There’s a new caliber of pop sensations taking the world by a storm; and amongst them is Dutch/Iraqi, World-bred, Wafia. Currently residing in Australia, Wafia sings of the world she knows. A world that most only ever read about.
Wafia creates music that manages to tell multiple stories at once. Her latest single ‘Bodies’ was written on the day her Syrian based family found out their refugee visas were rejected by the Australian government. Wafia writes from what she knows, and because of that she’s bringing ears to a story that may never have listened before. When writing ‘Bodies’ she tried to tell the story of the crisis going on in Syria; but in a way that was relatable to people from all walks in life. Her plan for the music video followed that same route. While the video has underlying themes of being surveyed and the need to escape, it felt more like an art film than a political message. “The most important thing with the video was casting. We made sure that anybody could watch the video and feel represented. Especially those who aren’t usually portrayed in media. That was the key aspect in making it as uplifting as a song like that could be”. she explains to us.

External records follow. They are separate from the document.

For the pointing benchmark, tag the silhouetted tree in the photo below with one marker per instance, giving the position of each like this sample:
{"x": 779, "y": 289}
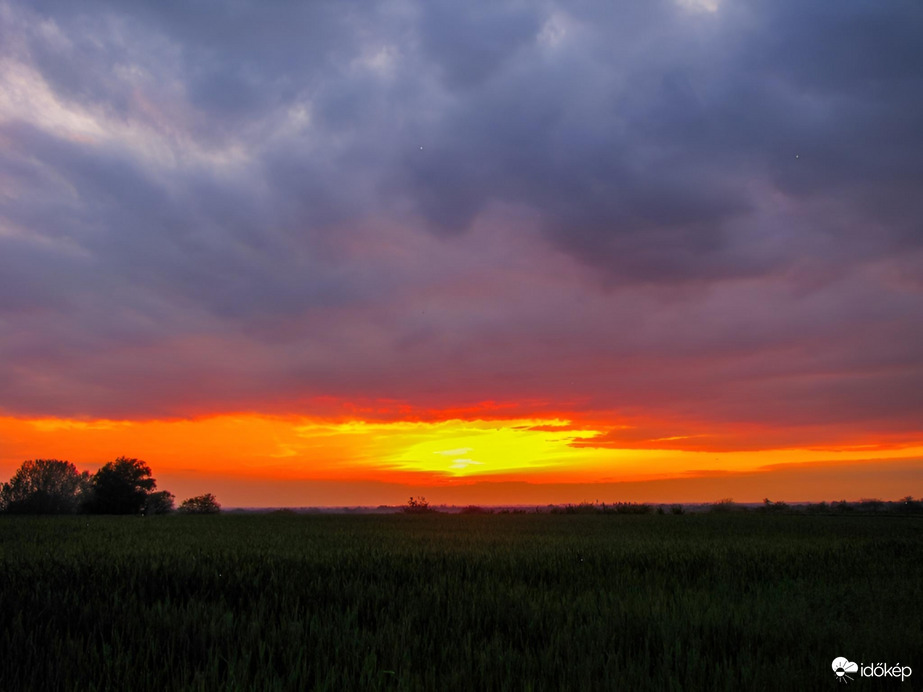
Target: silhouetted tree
{"x": 45, "y": 486}
{"x": 417, "y": 505}
{"x": 121, "y": 487}
{"x": 201, "y": 504}
{"x": 160, "y": 502}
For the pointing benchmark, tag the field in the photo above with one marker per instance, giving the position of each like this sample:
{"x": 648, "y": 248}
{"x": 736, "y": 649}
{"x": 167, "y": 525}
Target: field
{"x": 456, "y": 602}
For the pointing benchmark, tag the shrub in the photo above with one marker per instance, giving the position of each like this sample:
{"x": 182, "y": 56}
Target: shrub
{"x": 200, "y": 504}
{"x": 160, "y": 502}
{"x": 121, "y": 487}
{"x": 45, "y": 486}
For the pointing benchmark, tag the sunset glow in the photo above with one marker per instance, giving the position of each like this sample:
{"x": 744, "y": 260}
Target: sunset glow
{"x": 533, "y": 252}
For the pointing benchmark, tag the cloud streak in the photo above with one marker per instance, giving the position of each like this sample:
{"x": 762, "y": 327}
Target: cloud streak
{"x": 692, "y": 219}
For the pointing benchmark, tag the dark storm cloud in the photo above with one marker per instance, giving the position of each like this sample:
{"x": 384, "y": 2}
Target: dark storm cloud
{"x": 643, "y": 204}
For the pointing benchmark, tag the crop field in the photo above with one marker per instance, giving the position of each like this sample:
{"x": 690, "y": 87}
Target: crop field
{"x": 456, "y": 602}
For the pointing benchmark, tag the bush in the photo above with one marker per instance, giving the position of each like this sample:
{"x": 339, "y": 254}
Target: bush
{"x": 45, "y": 486}
{"x": 417, "y": 505}
{"x": 200, "y": 504}
{"x": 121, "y": 487}
{"x": 160, "y": 502}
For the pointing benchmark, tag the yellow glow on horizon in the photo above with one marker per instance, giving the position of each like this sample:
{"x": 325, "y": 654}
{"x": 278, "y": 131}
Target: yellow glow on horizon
{"x": 244, "y": 449}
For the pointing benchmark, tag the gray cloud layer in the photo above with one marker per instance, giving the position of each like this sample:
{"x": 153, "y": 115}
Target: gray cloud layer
{"x": 226, "y": 207}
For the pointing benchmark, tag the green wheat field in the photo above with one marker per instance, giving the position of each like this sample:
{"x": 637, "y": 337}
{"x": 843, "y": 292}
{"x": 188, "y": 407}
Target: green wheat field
{"x": 457, "y": 602}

While she may be giving a voice to the voiceless, she doesn’t feel as though it’s a weight on her shoulders. “I’m just doing me, when you do yourself it doesn’t feel like a burden”, she says. Every idea Wafia has had was conceived in her bedroom, and because of this, her work feels completely like a labour of love, regardless of the topics she sings about. “I’m not trying to be pigeonholed into being an artist who only talks about political world issues. I’m just talking about that stuff because it effects me. So I just don’t really think of it”.
“In existing, I’m a statement, and my music also happens to be a statement. Because I just happen to be this Bi Arab Muslim woman. But in that, I just don’t see myself as some sort of martyr for the cause”, Wafia continues. She stands for so much, and letting the world see into her world comes so easily to her because she’s passionate about her music. Having her words affect so many people, and bring them knowledge they may not already have, does excite her though.
Even though she doesn’t want to seem like a martyr, she does want to start a dialogue on these topics outside of her music. Accessibility is really important to her; “I could’ve written a really dark song about bodies. But the reality of that is, dark songs about similar topics like that already exist. It was like how can I make this more warm and inviting to someone that doesn’t want to know about this stuff, who doesn’t care and who’s disengaged”, she adds. “And that’s the thing, some people don’t want to know, and that’s fine too. The purpose of songs like ‘Bodies’ or whatever I release next, is meant to invite you in. I just generally want to make music that makes people dance or feel connected. I think that right now, if I can make someone from some random State feel more excepted and included by not being like attacked for not knowing something, then that to me is a win. I’m just all about accessibility and inclusivity”.
With an EP releasing in January, Wafia is ready for the world to hear more of her stories. Conceptually, the EP tells a story. The songs on the EP are all about intangibility and necessity. “Basically the whole EP revolves around oxygen as an element, and exploring the themes in that”, she says. “My first one was about copper, which was about transition and change. And I think I just wanted to delve into oxygen and how essential it is to us. It’s quite forgotten about. I wanted to talk about things that made me feel like I was being transparent”. This EP is her most personal one to date. Wafia tells us that she wants to be more open with her audience and let them see more into her as a person.